Czy taka sezonowa zmiana ma w chwili obecnej jeszcze uzasadnienie? Mam wątpliwości. Rozglądając się wokół siebie mam wrażenie, że późniejsze włączanie oświetlenia wieczorami nie powoduje już żadnych zauważalnych oszczędności. Energooszczędne żarówki nie są już tak wielkim pożeraczem prądu, szczególnie w otoczeniu z wszystkimi pozostałymi energochłonnymi urządzeniami domowymi. Wystarczy przypilnować np. aby ładowarki były podłączone do sieci tylko wtedy, gdy faktycznie jest do nich podłączony telefon czy też wychodząc z domu nie pozostawiać telewizora w stanie czuwania. Obecnie to chyba jednak nie oświetlenie jest problemem i względy finansowe raczej tracą swoje znaczenie.

Co więc jeszcze może się liczyć? Cóż, warto pamiętać, że to czas zimowy jest tym “prawdziwym” czasem. Czasem sztucznie przesuniętym jest obowiązujący przez 7 miesięcy w roku czas letni. Szczerze mówiąc – patrząc na to, że latem, gdy o wiele chętniej i dłużej przebywamy na świeżym powietrzu – fajnie jest, jak dzień jest dłuższy, a wieczorami później robi się ciemno. Tym bardziej, że jakoś przesuwają nam sie także godziny pracy. Kiedyś było to proste – większość biur, urzędów pracowało od 7.00 do 15.00, teraz normą jest raczej 8.00-16.00. Po powrocie z pracy – najczęściej niewiele dnia już pozostaje. Szczególnie, gdy szybko zapada zmierzch.

 

Kto rano wstaje czyli skowronki górą

Znowu przesunęliśmy zegarki o godzinę do przodu, mamy czas letni. Wszędzie wokół słychać narzekania i argumenty przeciw. A ja jestem za.
Mam naturę skowronka nie sowy, więc wczesne wstawanie jest dla mnie normą. Zdecydowanie lepiej układa mi się dzień, mam większy zapał do pracy i szybciej ją wykonuję właśnie rano, a nie wieczorem. Wieczorem za to szybko padam.
Poza tym, nie wiem jak to wygląda w skali całej gospodarki, ale mój domowy budżet zdecydowanie zyskuje. Mam fioła na punkcie wyłączania wszelkich niepotrzebnych źródeł energii elektrycznej i po przejściu na czas letni – zdecydowanie później zapalamy w domu światło. W moim przypadku może nie miałoby to znaczenia, ale moje osobiste dziecko pod tym względem wdało się całkowicie w tatusia, a nie we mnie. Latem, podczas wakacji bardzo często oglądamy razem świt, choć z odwrotnej strony. Syn – kładąc się spać, ja wstając.
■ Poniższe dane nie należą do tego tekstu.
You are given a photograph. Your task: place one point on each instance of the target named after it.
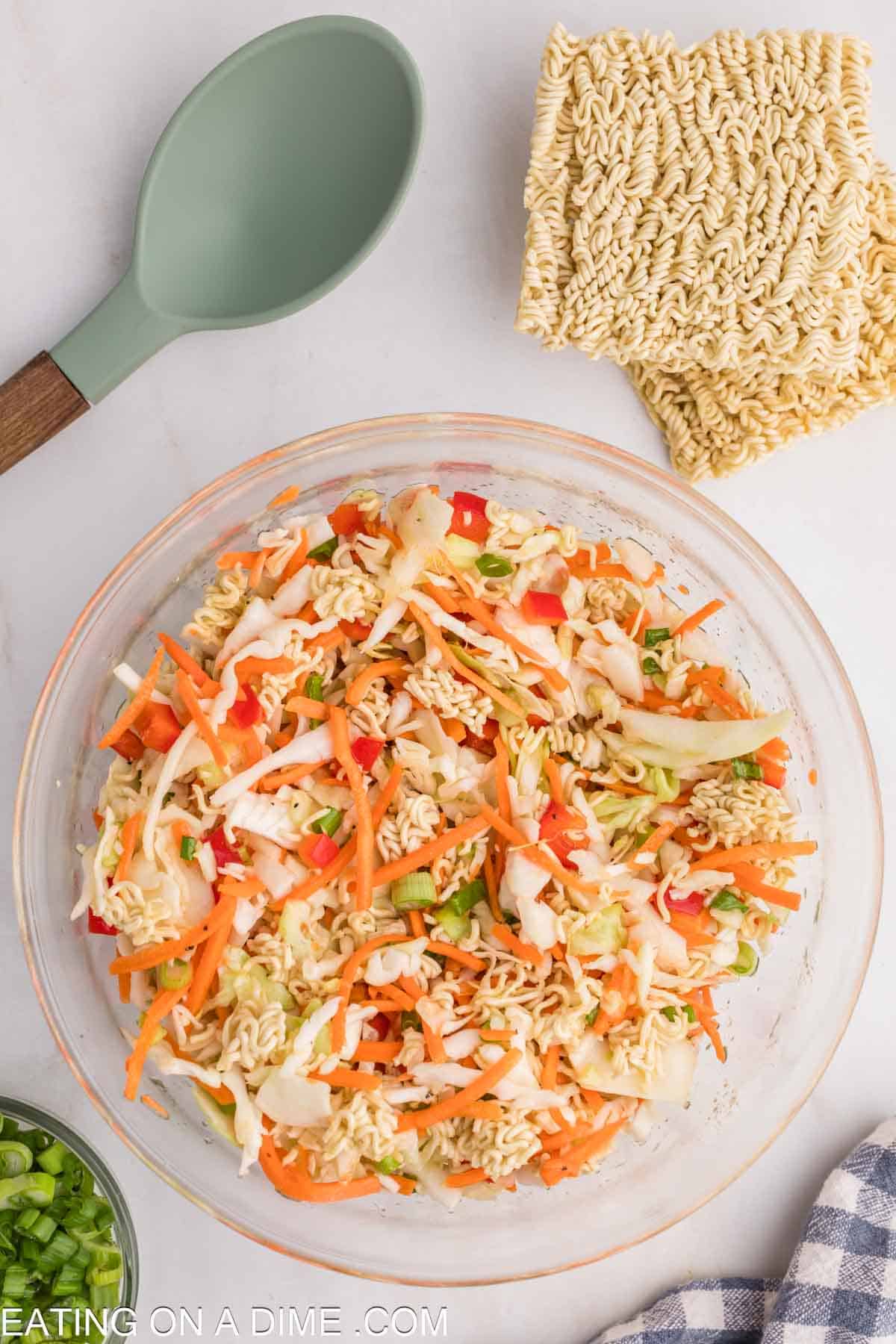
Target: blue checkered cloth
(841, 1283)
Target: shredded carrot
(435, 638)
(524, 951)
(364, 833)
(696, 930)
(488, 1080)
(378, 1051)
(480, 612)
(155, 953)
(484, 1110)
(492, 887)
(696, 618)
(347, 979)
(555, 783)
(706, 1014)
(258, 569)
(652, 844)
(460, 1180)
(296, 1183)
(453, 729)
(751, 880)
(207, 961)
(128, 840)
(158, 1011)
(132, 712)
(747, 853)
(568, 1164)
(396, 996)
(448, 949)
(363, 682)
(285, 497)
(153, 1105)
(340, 863)
(297, 559)
(538, 856)
(726, 700)
(309, 709)
(181, 659)
(292, 774)
(250, 667)
(199, 717)
(429, 853)
(351, 1078)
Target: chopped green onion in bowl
(67, 1246)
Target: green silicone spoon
(272, 181)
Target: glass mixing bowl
(781, 1027)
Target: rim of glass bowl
(329, 444)
(124, 1226)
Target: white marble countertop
(426, 324)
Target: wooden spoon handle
(35, 403)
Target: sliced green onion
(727, 900)
(314, 687)
(324, 550)
(746, 769)
(15, 1159)
(467, 897)
(175, 974)
(53, 1160)
(494, 566)
(69, 1280)
(34, 1189)
(15, 1281)
(329, 823)
(747, 961)
(414, 892)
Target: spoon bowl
(273, 181)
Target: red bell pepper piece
(222, 848)
(774, 774)
(317, 850)
(129, 746)
(469, 517)
(159, 727)
(556, 821)
(346, 519)
(543, 608)
(366, 752)
(97, 925)
(246, 712)
(691, 905)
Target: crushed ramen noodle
(426, 860)
(669, 228)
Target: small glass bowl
(781, 1027)
(33, 1117)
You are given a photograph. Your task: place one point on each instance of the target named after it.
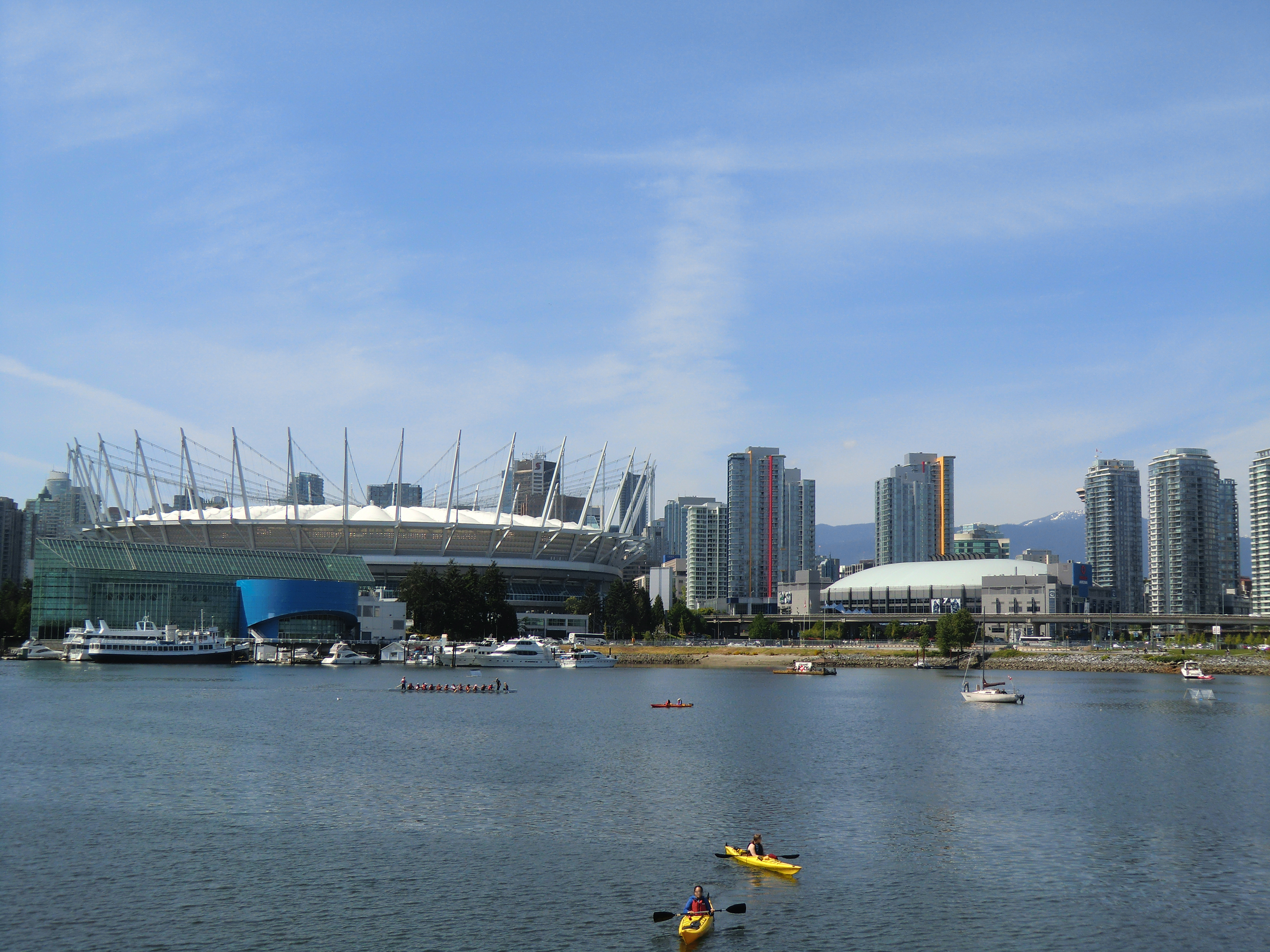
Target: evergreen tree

W tej chwili, pracując na własny rachunek w domu, mam łatwiej, gdyż sama mogę sobie godziny pracy, wybierajac optymalne dla siebie. Nawet jednak pracując na etacie, od 8.00 do 16.00, też zdecydowanie lepiej sie czułam, gdy wracałam do domu i jeszcze było kilka godzin dnia. Dzień wydawał się zdecydowanie dłuższy. Tym bardziej, że tendencje są raczej przesuwające dzień na coraz póżniejsze godziny. Kiedyś pracowało się od 7.00 do 15.00, ostatnio standardem jest 8.00 do 16.00, a coraz częściej wspomina sie o 9.00 do 17.00. Nie wime z czego to wynika, ale efekt jest taki, że zamiast romantycznej kolacji przy świecach, coraz popularniejszy staje się taki obiad.